I need to arrange for my plane tickets before prices go up. That should probably happen during the break or at the very latest by mid January. I am thinking of using Qatar Airways. Mostly because they actually have a pretty good fair right now and I have heard fairly good things about their service. But I also kind of want to take them because one of the hubs is Doha Qatar. I wouldn't really be going to the Middle East, it would just be a layover in the airport, but it is kind of like going and that would be so exciting. Besides, as far as the Middle East goes, Qatar is relatively tame. My one big concern with airfare is I do not know anything about my housing yet. The Kennedy Center is helping me with that. Apparently they know people. Also I have a friend from my Hindi class who has friends and family in New Delhi who has suggested he could help me. I mean, I know I will find housing no problem, eventually, I just feel a little awkward just buying tickets not knowing where I am going to stay exactly.

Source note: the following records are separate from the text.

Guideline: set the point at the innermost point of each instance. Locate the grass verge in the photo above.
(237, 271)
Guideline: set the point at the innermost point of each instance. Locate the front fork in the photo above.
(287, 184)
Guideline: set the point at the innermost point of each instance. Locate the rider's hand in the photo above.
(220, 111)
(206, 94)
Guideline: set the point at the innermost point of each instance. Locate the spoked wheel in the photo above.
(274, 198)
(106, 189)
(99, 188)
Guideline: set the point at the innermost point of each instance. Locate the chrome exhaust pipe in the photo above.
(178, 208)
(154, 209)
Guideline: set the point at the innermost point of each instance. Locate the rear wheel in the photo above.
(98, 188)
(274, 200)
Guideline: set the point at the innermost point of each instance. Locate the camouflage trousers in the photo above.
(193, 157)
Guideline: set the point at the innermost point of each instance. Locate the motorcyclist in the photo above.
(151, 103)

I also need to work on just more general research. I have spent hours on the British Library looking at old photographs of India. That doesn't directly relate to my project, I suppose, but it has been fascinating. I have gone through a lot on Wikipedia as well. I think the next direction I will go is blogs. There are a few I have identified of Indian authors, journalists, and...other people. I don' t know exactly how to categorize them. I suppose I should get on facebook and friend all the people I haven't friended that I know in India. I just really am uncomfortable with the idea of facebook.

Anyhow, today will mostly be spent reading. I hope to finish the book I am currently working on by tomorrow night. It should be doable. And I have been in a strong reading mood lately. It has been months since I have had that, burning, clawing at the back of your mind, craving for reading. I am not quite sure what has brought this on.

Wednesday, December 21, 2011

Finally

Okay, so I think I am finally ready to get things started here. This whole project has changed radically since I first entertained the idea of a field study over a year and a half ago. I don't have the official dates yet, well, I haven't bought my tickets yet, since I set the dates, but this summer I will be living in (most likely) New Delhi, India conducting research for my own project. That is actually kind of terrifying. Not the India part, the doing my own project part.

I have collected a small library of books and I have started going through them to orient myself on my topic. I have not finalized what that topic will be, but the ideas I have floating around right now are a study of readership and authorship in India or a study of the writings, especially personal writings, of female authors (probably British) in India between 1750 and 1850. I am not quite sure on these, as I am not exactly sure about how to start them. I have also been throwing around the idea of looking at the origin and/or evolution of Indian literature in English. I am just concerned that because of the field study timeline, I will basically be on my own. All the universities will be on holiday basically the entire time I am there. I think they will be in session for the first week or two and then not back in session until the last week or two. To study contemporary literature I would be at the mercy of the regular people in Delhi and whatever I can get from whatever publishing companies are there (I know Penguin India is there at least). If I study history, well, I don't exactly know what the national archive has or if a lot of it is locked away in university libraries, or if the documents are just lost, which is unfortunately often the case.

Anyhow, I will be developing these ideas and solidifying them. Hopefully this will happen in the next few weeks as I really need to begin solid planning on what I am going to do. So for the next little while I am just going to power through all the books I have and see if I can't figure everything out that way.

This time this blog will be updated regularly. Since it has to be. I think I am not going to bother with any of the others like I had planned to half a year ago. I think it will work much better if I just focus on this one. My only concern is I have no idea what internet access I will have in India. That is a problem for another day though, I guess.